To tolerate the error on drop use DROP VIEW IF EXISTS or DROP TABLE IF EXISTS.
    at org.apache.spark.sql.catalyst.catalog.SessionCatalog.requireTableExists(SessionCatalog.scala:256)
    at org.apache.spark.sql.catalyst.catalog.SessionCatalog.getTableRawMetadata(SessionCatalog.scala:541)
    at org.apache.spark.sql.catalyst.catalog.SessionCatalog.getTableMetadata(SessionCatalog.scala:526)
    at org.apache.kyuubi.spark.connector.hive.HiveTableCatalog.$anonfun$loadTable$1(HiveTableCatalog.scala:166)
    at org.apache.kyuubi.spark.connector.hive.HiveConnectorUtils$.withSQLConf(HiveConnectorUtils.scala:274)
    at org.apache.kyuubi.spark.connector.hive.HiveTableCatalog.loadTable(HiveTableCatalog.scala:166)
    at org.apache.gravitino.spark.connector.catalog.BaseCatalog.loadSparkTable(BaseCatalog.java:456)
    ... 60 more
FANNG1 commented 2 months ago

You should set spark.bypass.spark.sql.hive.metastore.jars explicitly in Hive catalog properties if using Spark SQL client, or use Spark shell instead. please refer https://gravitino.apache.org/docs/0.6.0-incubating/spark-connector/spark-catalog-hive

foryou7242 commented 2 months ago

@FANNG1 Thank you so much for your help.

First of all, the spark.bypass.spark.sql.hive.metastore.jars setting is already set to builtin.

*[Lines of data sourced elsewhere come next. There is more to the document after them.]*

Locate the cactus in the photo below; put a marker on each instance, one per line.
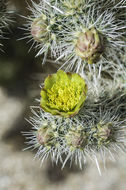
(88, 39)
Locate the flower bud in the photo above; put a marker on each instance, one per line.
(45, 136)
(76, 139)
(104, 133)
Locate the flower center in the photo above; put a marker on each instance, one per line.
(64, 96)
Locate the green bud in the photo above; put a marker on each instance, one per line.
(76, 139)
(104, 133)
(45, 135)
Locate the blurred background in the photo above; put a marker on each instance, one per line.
(20, 76)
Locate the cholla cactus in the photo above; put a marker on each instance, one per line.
(80, 33)
(87, 37)
(63, 94)
(98, 128)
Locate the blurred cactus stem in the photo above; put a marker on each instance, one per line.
(88, 45)
(39, 28)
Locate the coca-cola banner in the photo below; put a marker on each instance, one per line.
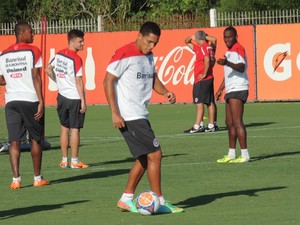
(174, 61)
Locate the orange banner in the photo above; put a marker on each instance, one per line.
(278, 62)
(174, 61)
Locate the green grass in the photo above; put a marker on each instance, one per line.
(265, 191)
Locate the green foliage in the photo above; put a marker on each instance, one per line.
(256, 5)
(119, 10)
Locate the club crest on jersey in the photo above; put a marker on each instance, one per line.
(140, 75)
(155, 142)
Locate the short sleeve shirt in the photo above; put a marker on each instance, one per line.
(201, 52)
(16, 64)
(234, 80)
(67, 66)
(135, 72)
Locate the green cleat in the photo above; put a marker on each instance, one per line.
(225, 159)
(168, 208)
(128, 206)
(240, 160)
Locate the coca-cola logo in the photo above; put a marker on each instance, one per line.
(61, 75)
(16, 75)
(176, 67)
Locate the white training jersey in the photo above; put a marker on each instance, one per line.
(67, 66)
(16, 63)
(135, 72)
(234, 80)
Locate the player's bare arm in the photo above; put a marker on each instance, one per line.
(37, 83)
(159, 88)
(80, 89)
(2, 80)
(220, 90)
(50, 72)
(109, 88)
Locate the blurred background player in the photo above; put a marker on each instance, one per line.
(203, 88)
(236, 85)
(66, 70)
(128, 85)
(24, 110)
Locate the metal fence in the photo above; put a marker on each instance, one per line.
(257, 17)
(101, 24)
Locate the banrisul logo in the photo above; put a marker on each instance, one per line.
(279, 59)
(140, 75)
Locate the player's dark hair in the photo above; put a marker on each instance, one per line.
(20, 27)
(74, 34)
(150, 28)
(232, 29)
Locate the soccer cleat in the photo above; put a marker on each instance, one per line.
(169, 208)
(128, 206)
(79, 165)
(63, 164)
(194, 130)
(43, 182)
(239, 160)
(15, 184)
(207, 129)
(225, 159)
(216, 127)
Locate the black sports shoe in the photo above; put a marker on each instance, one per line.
(193, 130)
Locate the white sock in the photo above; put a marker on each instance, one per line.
(64, 159)
(162, 200)
(38, 178)
(17, 179)
(127, 197)
(245, 153)
(75, 160)
(196, 126)
(231, 153)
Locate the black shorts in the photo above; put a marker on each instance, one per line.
(19, 117)
(68, 111)
(241, 95)
(203, 92)
(140, 137)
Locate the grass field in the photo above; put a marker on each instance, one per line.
(262, 192)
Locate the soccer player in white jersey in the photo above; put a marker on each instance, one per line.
(128, 85)
(20, 71)
(236, 85)
(66, 70)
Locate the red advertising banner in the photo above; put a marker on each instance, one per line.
(278, 62)
(174, 61)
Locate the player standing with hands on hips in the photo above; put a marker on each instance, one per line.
(128, 85)
(24, 109)
(66, 70)
(236, 84)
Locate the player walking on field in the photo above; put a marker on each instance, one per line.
(128, 85)
(24, 110)
(203, 88)
(66, 70)
(236, 84)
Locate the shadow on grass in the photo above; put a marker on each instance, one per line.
(92, 175)
(206, 199)
(281, 154)
(10, 213)
(128, 160)
(258, 124)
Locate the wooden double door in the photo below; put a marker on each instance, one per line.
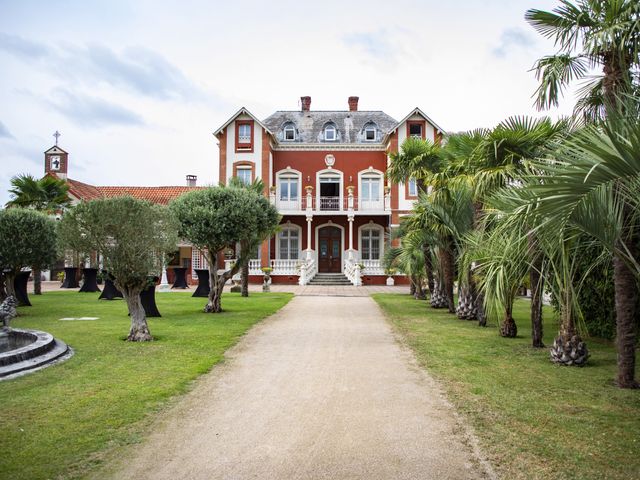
(329, 250)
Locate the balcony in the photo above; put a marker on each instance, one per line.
(347, 204)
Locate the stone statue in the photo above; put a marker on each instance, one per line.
(8, 311)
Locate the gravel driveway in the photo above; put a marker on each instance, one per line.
(321, 390)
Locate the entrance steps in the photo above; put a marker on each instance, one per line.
(329, 279)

The root cause is that hive.metastore.uris is set to test2 hive metastore in hive-site.xml. I deleted that setting and checked that it is queried normally when querying with spark-shell.

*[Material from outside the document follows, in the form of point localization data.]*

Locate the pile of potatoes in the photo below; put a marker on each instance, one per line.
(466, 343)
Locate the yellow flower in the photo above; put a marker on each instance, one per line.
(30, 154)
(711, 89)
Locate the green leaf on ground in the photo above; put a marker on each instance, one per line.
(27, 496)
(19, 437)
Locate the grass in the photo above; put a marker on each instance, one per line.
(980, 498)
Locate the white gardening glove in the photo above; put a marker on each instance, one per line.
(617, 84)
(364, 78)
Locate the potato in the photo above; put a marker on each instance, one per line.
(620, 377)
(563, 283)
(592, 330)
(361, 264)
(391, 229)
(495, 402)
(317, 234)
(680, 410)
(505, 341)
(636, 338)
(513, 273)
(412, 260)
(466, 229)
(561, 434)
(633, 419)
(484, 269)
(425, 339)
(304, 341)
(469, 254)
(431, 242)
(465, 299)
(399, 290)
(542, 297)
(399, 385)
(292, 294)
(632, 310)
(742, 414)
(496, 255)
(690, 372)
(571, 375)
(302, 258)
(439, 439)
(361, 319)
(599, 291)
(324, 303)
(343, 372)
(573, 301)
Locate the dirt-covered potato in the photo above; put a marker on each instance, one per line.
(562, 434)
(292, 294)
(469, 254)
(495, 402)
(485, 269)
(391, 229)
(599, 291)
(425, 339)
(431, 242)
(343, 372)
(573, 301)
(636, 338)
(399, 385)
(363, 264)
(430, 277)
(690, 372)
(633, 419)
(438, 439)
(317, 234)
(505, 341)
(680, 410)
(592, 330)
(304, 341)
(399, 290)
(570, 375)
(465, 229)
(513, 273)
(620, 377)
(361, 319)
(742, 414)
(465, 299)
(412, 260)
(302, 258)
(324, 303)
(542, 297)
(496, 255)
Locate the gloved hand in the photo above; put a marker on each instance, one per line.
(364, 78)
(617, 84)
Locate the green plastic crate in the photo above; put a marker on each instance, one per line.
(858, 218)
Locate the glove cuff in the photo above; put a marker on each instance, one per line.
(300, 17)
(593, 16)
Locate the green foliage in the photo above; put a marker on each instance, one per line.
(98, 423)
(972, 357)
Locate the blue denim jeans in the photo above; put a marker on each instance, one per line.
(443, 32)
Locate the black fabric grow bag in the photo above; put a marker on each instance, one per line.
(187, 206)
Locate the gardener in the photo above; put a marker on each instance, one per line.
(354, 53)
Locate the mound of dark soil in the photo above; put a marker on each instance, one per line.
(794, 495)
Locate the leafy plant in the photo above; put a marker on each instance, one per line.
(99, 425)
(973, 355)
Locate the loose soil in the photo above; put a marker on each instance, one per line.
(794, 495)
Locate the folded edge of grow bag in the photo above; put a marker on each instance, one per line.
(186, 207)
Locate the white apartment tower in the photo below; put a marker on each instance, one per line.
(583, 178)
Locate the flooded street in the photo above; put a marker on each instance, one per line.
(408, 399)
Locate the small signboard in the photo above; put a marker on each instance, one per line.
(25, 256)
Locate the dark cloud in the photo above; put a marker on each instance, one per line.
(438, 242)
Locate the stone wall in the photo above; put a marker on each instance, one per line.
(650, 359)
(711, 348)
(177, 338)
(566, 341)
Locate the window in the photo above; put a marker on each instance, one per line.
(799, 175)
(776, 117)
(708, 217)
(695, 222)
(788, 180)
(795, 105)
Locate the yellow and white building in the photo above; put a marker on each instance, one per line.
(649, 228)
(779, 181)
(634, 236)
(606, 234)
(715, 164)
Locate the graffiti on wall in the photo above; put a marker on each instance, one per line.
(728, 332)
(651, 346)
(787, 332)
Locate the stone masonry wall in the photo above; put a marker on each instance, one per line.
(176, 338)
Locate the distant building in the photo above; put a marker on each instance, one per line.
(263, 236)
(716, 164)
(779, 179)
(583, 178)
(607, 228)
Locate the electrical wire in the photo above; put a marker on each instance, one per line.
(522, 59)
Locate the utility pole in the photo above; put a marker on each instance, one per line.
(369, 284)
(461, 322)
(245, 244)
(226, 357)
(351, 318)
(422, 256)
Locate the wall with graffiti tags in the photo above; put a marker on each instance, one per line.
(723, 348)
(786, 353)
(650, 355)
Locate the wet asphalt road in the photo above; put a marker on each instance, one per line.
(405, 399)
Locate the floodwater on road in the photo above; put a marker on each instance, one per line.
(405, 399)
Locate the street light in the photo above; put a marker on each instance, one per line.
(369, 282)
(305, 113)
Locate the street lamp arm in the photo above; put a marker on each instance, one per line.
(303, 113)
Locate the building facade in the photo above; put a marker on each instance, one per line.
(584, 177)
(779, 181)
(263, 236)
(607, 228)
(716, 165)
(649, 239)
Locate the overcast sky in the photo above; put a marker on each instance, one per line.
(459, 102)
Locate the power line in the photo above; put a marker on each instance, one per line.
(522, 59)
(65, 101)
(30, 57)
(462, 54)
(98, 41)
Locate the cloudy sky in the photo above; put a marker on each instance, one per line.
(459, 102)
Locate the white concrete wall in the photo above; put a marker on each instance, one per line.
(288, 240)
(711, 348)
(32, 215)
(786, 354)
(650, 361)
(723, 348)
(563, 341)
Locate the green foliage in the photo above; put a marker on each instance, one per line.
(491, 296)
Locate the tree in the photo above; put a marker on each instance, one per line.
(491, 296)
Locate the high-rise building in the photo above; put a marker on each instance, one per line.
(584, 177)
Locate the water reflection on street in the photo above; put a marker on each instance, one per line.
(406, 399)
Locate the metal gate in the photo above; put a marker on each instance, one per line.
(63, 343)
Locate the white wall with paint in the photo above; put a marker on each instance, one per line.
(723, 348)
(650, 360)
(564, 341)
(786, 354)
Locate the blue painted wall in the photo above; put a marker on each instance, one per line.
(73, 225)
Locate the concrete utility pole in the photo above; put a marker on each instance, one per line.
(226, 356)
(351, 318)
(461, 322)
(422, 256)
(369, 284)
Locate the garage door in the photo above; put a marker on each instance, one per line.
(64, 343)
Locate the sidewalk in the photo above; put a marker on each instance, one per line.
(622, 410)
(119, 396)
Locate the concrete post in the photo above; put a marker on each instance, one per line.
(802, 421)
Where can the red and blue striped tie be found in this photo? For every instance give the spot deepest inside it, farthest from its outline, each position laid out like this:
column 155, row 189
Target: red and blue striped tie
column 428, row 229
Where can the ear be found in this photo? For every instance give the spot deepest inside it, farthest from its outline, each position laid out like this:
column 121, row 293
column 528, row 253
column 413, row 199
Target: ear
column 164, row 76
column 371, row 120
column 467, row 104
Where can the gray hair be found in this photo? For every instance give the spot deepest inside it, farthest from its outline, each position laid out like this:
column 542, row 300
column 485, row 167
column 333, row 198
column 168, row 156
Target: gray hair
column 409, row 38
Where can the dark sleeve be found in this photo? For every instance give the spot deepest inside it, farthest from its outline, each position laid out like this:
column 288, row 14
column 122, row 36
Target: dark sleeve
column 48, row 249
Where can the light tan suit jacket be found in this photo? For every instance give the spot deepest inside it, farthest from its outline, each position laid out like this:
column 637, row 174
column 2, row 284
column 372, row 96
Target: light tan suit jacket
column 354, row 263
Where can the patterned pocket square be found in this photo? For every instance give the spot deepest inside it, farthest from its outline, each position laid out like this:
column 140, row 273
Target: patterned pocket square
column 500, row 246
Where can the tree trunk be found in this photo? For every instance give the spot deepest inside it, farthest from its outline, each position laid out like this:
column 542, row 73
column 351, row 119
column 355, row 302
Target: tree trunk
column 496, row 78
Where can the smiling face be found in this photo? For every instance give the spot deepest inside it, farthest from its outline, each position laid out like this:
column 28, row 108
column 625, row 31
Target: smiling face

However, I still have the same problem with spark-sql, am I right in understanding that this is an issue that will be fixed in the future?

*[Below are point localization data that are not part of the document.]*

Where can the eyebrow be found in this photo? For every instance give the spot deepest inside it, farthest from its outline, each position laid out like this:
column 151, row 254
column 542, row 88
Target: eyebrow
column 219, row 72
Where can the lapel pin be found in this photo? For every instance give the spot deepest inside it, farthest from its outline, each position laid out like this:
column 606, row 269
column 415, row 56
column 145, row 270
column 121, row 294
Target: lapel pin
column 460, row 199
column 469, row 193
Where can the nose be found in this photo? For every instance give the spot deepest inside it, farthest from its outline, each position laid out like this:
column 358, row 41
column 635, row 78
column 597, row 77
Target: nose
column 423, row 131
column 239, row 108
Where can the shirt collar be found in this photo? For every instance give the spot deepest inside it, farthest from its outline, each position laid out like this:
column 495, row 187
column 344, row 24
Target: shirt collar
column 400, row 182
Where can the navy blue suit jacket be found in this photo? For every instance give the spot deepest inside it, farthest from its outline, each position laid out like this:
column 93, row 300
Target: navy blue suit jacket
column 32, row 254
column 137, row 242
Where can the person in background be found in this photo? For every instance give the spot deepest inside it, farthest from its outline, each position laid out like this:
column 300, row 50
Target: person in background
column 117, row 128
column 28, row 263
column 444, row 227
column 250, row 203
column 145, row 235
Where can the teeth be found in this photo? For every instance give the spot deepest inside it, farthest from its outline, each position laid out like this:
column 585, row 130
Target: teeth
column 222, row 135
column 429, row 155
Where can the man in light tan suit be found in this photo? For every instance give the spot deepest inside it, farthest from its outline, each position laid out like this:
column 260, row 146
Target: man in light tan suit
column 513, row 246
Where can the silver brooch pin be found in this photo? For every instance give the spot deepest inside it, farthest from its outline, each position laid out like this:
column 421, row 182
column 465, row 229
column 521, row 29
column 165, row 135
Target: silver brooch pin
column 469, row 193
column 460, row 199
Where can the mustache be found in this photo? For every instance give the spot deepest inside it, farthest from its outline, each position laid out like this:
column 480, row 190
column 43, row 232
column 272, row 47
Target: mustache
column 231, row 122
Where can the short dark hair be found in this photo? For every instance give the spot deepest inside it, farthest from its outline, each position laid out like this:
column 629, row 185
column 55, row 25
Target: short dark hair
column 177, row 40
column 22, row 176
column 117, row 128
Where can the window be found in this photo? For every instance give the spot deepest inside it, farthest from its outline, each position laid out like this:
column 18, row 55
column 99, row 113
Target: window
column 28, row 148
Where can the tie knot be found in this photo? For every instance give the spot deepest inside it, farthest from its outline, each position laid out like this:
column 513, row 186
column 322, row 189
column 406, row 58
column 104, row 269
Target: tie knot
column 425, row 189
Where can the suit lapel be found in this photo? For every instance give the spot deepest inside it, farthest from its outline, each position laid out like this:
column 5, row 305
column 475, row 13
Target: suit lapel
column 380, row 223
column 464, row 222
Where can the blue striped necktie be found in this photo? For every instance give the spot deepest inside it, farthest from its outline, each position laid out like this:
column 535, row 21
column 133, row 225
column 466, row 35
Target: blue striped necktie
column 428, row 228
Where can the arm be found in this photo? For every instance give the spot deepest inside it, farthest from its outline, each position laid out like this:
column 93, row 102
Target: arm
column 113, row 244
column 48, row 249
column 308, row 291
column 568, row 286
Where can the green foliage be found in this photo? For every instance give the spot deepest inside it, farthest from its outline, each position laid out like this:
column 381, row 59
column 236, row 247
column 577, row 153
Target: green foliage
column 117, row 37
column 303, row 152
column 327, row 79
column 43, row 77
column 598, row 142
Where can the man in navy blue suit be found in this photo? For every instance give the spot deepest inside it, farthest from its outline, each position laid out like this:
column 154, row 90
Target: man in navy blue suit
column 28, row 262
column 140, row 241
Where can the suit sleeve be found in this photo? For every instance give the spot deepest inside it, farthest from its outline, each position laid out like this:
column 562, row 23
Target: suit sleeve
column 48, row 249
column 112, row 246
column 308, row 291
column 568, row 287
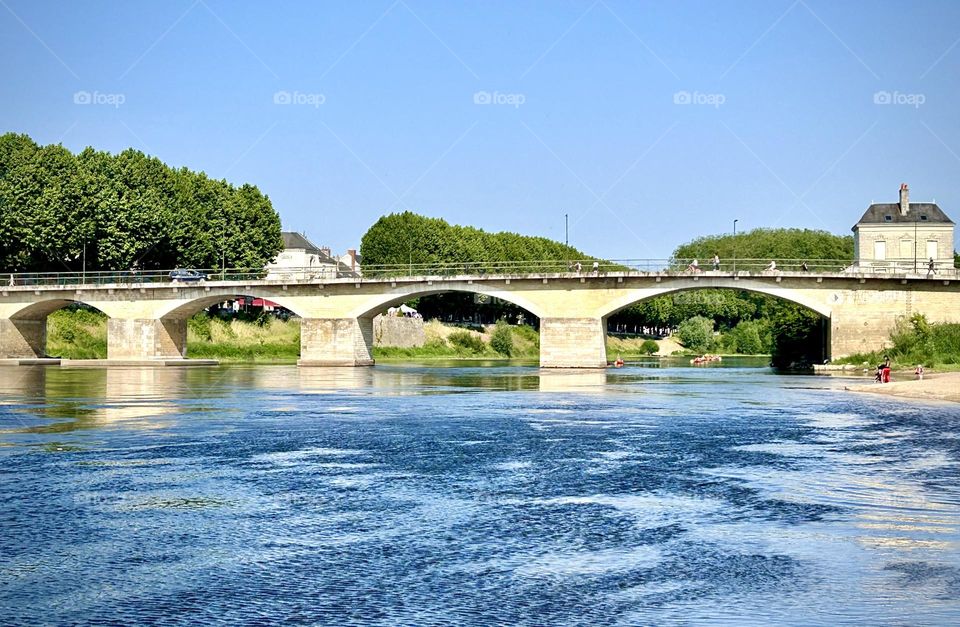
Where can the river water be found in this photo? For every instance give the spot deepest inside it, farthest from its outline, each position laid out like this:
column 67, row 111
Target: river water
column 415, row 495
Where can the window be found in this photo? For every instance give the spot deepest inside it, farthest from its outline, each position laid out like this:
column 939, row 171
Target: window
column 906, row 249
column 879, row 250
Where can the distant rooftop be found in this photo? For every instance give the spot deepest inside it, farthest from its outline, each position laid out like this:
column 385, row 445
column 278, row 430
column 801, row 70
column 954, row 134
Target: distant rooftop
column 889, row 213
column 297, row 241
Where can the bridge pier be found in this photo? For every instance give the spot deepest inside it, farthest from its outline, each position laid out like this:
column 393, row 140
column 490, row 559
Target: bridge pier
column 23, row 338
column 144, row 338
column 336, row 341
column 573, row 343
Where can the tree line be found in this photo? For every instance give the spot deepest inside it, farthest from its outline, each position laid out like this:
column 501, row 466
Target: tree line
column 408, row 239
column 61, row 211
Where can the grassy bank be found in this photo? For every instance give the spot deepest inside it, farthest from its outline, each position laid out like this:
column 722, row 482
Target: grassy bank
column 77, row 334
column 916, row 341
column 267, row 339
column 82, row 334
column 453, row 342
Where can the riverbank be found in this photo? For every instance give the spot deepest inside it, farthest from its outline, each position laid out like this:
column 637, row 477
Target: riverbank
column 941, row 386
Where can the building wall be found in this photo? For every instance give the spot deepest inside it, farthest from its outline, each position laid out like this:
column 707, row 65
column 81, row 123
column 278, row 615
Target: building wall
column 293, row 261
column 899, row 242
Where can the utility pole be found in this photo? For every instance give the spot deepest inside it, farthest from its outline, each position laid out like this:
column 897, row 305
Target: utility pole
column 735, row 246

scala> val df = spark.table("test2.test").filter($"month" === "202009" && $"day" === "20200928").limit(100)
24/09/23 23:20:02 INFO HiveConf: Found configuration file file:/opt/spark/conf/hive-site.xml
24/09/23 23:20:02 INFO metastore: Trying to connect to metastore with URI thrift://test1:9083
24/09/23 23:20:02 INFO metastore: Opened a connection to metastore, current connections: 1
24/09/23 23:20:02 INFO metastore: Connected to metastore.
df: org.apache.spark.sql.Dataset[org.apache.spark.sql.Row] = [test1: string, month: string ... 1 more field]

scala> df.show(false)
+------------------------------------+------+--------+
|test1                            |month |day     |
+------------------------------------+------+--------+
|1231231235555555557|202009|20200928|
|1231231235555555557|202009|20200928|
|1231231235555555557|202009|20200928|
spark-sql (default)> show create table test2.test;
24/09/23 23:17:41 WARN ObjectStore: Failed to get database global_temp, returning NoSuchObjectException
24/09/23 23:17:42 WARN ObjectStore: Failed to get database test2, returning NoSuchObjectException
[TABLE_OR_VIEW_NOT_FOUND] The table or view `test2`.`test` cannot be found. Verify the spelling and correctness of the schema and catalog.
If you did not qualify the name with a schema, verify the current_schema() output, or qualify the name with the correct schema and catalog.
To tolerate the error on drop use DROP VIEW IF EXISTS or DROP TABLE IF EXISTS.; line 1 pos 18;
'ShowCreateTable false, [createtab_stmt#3]
+- 'UnresolvedTableOrView [test2, test], SHOW CREATE TABLE, false
FANNG1 commented 1 month ago

First of all, the spark.bypass.spark.sql.hive.metastore.jars setting is already set to builtin.

spark.bypass.spark.sql.hive.metastore.jars should be set to the values other than buildin, like

        "spark.bypass.spark.sql.hive.metastore.jars":"path",
        "spark.bypass.spark.sql.hive.metastore.jars.path":"file:///xx/hive/lib/*"

The root cause is that hive.metastore.uris is set to test2 hive metastore in hive-site.xml. I deleted that setting and checked that it is queried normally when querying with spark-shell.

Is hive.metastore.uris a final setting in hive-site.xml?